Lokum mamy super – cały parter domu, ok 80m2. Dwie sypialnie i salon z kuchnią. Więcej miejsca niż w Krakowie w domu :) Do dyspozycji weranda i ogród o wielkości znacznej. Cena to 40EUR/dobę, czyli taniej niż rok temu płaciliśmy za pokój 20m2 z kuchnią w Kuźnicy na półwyspie helskim (tam było 180 zł/dobę no i nie było co robić, bo nad morzem zimno i woda oczywiście też zimna). Co niespotykane w Polsce, gospodarze powiedzieli, że płatność za pobyt w dniu wyjazdu (u nas nie do pomyślenia, bo przecież klient może uciec). Przy łóżkach były powitalne wafelki (dzieci się ucieszyły), a w kuchnia lokalna woda mineralna i lokalne piwo. To naprawdę miłe. Rano po pierwszej nocy gospodyni przyniosła nam ciasto, które upiekła, a następnego dnia dała nam słoik własnoręcznie robionego dżemu (odwdzięczyliśmy się również dżemem własnej roboty, bo akurat mieliśmy). To jest zaskoczenie numer trzy (a w sumie to kilka zaskoczeń w jednym).
Ludzie są nastawieni przyjaźnie, uśmiechają się, są życzliwi. Pozdrawiają się przy każdej niemal okazji. Jest miło. Na dzieci patrzą z wielką życzliwością, uśmiechają się, zagadują, jak się okaże, że nie rozumiemy po niemiecku, nie zraża ich to. To jest kolejne zaskoczenie.
Niemcy mają wszędzie wielki porządek. Tak zadbanych malutkich miejscowości w Polsce nie uświadczyłem nigdzie. Wszystkie trawniki przygotowane tak, że można by w golfa grać (mamy porównanie, bo z okien salonu widzimy pole golfowe). Co ciekawe, Niemcy się nie grodzą na potęgę jak u nas. Nie uświadczyliśmy tu żadnego muru wokół domu – w podkrakowskich wioskach, gdzie budują się bogaci krakowianie, mury wokół domów rosną niczym grzyby po deszczu. Wokół większości domów w ogóle nie ma płatów, a jak już są to raczej takie symboliczne, do kolan. To kolejna porcja zaskoczeń.
Ceny jedzenia już nas nie zaskakują – wiedzieliśmy, że w Polsce wszystko kosztuje podobnie, tylko zarobki niższe czterokrotnie – nic zatem dziwnego, że Niemcom zostaje dużo na strzyżenie trawników i nowe BMW. Że na podjazdach wiejskich domków stoją dobre samochody, pisać nie trzeba. Niemcy przestrzegają przepisów ruchu drogowego (w szczególności ograniczeń prędkości – u nas nie do pomyślenia).
Tak więc, nie dość, że Niemcy radzą sobie lepiej z organizacją wszystkiego w swoim kraju, to na dodatek mają lepsze warunki naturalne – mam tu na myśli skały. Dość napisać, że przewodnik wspinaczkowy po Frankenjurze ma … 1000 stron (tysiąc, to nie błąd). Ilość skał jest tutaj tak ogromna, że trudno to sobie nam, Polakom wyobrazić. I tutaj dochodzimy do pierwszego rozczarowania, ale trudno o nie obwiniać Niemców. Chodzi o to, że znakomita większość skał znajduje się w lasach, w terenie niebezpiecznym lub (częściej) bardzo niebezpiecznym dla dzieci (ogromne stromizny i kilkudziesięciometrowe urywiska są na porządku dziennym).
Szukamy skał na własną rękę. Na zdjęciu jedna ze skał,
która miała być bezpieczna dla dzieci. Ta gruba książka, to przewodnik.
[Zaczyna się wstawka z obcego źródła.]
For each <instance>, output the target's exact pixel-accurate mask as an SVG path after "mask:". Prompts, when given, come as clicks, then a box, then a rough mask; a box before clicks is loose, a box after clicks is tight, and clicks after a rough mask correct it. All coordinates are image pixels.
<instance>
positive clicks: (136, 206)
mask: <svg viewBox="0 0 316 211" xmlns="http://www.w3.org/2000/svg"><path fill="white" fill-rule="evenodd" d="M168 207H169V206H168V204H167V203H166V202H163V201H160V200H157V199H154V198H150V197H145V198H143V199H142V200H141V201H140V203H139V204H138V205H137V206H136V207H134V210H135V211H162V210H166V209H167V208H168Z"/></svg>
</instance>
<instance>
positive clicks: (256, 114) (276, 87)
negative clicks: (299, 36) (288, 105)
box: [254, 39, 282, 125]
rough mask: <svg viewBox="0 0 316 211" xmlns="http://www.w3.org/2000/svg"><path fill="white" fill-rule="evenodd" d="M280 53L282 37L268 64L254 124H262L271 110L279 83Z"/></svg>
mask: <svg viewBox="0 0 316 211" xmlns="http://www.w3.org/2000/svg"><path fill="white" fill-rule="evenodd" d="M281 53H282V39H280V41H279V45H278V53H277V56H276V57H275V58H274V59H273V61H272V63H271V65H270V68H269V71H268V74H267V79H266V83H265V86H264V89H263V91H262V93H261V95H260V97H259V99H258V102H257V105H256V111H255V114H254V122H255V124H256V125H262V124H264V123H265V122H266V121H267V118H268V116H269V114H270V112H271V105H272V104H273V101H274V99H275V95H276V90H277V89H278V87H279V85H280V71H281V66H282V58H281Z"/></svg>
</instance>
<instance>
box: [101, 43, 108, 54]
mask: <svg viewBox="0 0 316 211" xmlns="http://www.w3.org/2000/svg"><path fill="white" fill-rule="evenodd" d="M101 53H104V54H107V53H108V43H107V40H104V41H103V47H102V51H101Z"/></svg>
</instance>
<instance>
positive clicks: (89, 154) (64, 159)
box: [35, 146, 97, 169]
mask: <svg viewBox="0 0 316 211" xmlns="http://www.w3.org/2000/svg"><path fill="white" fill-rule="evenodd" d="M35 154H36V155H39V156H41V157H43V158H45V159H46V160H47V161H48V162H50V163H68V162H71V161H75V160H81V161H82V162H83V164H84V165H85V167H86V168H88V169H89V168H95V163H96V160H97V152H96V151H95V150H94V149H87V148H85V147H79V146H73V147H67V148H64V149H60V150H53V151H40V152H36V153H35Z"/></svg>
Oczywiście to kryterium zupełnie subiektywne, ale dla nas na tym wyjeździe ważne, bo przyjechaliśmy wspinać się z dziećmi. Cały pierwszy dzień jeździliśmy szukać skał. Oczywiście skały były, ale przepaści wokół były koszmarne do tego stopnia, że miałem jakieś katastroficzne sny z dziećmi przepaściami (nie będę opisywał, bo strach). Przyznam, że czułem zrezygnowanie i zwątpiłem, czy w ogóle uda się nam wspiąć gdziekolwiek. W końcu kupiliśmy przewodnik (wspomniany tysiącstronicowy) w którym przy skałach przyjaznym dzieciom jest specjalny symbol. Zaczęliśmy też pytać wspinaczy, o wskazanie skał, które są bezpieczne dla dzieci. Dostaliśmy pierwszego dnia tylko jedną wskazówkę. Tam się udaliśmy dnia następnego, co było strzałem w dziesiątkę, Skała przy samej drodze, wspinanie piękne, drogi na naszym poziomie. Raj.
Mikołaj w kominie za 4. Weissenstein.

Tego samego dnia po południu odwiedziliśmy jeszcze kilka skał wskazanych w przewodniku jako przyjazne dzieciom. Okazało się, że cztery z pięciu okazały się zupełnie nieprzyjazne dzieciom. Jednak ta piąta, w centrum miejscowości Neuhause była cudowna – pod skałą piaskownica i rzeczka. Skała nie jakaś cudowna, ale przyjazność dzieciom rekompensowała wszystko. Kolejnego dnia znaleźliśmy dwie skały przyjazne dzieciom (jedną namierzyliśmy sami z pomocą przewodnika, któremu niestety ufać nie można, a drugą wskazali nam wspinacze).
Dzisiaj mamy dzień restowy, byliśmy w polecanym dzieciom „Wundeland” (www.wundrland.de), którego wszak nie polecimy nikomu w tej cenie (47 EUR za wejście 2+2). Stare, zaniedbane wesołe miasteczko, które być może 20 lat temu było super – teraz raczej zniechęca.
Byłbym zapomniał napisać o napojach. Jesteśmy w Bawarii – najważniejszym rejonie świata produkującym piwo. Browar jest tu w niemal każdym miasteczku. Piwa oczywiście przepyszne, wybór niesłychany. W tej chwili raczę się piwem kupionym przy browarze w Aufsess. Piwo w knajpie ok 2.5EUR, w butelce 0.8-1.5 EUR (ale kupowałem na razie tylko w restauracjach i na stacji benzynowej, więc pewnie da się taniej). Przepisy drogowe są na tyle liberalne, że po piwie można legalnie prowadzić samochód, co nie jest bez znaczenia, bo po solidnym wspinie, w drodze do domu, zajechać na lokalne, zimne piwo – bezcenne.

To tyle wrażeń po pierwszych czterech dniach pobytu.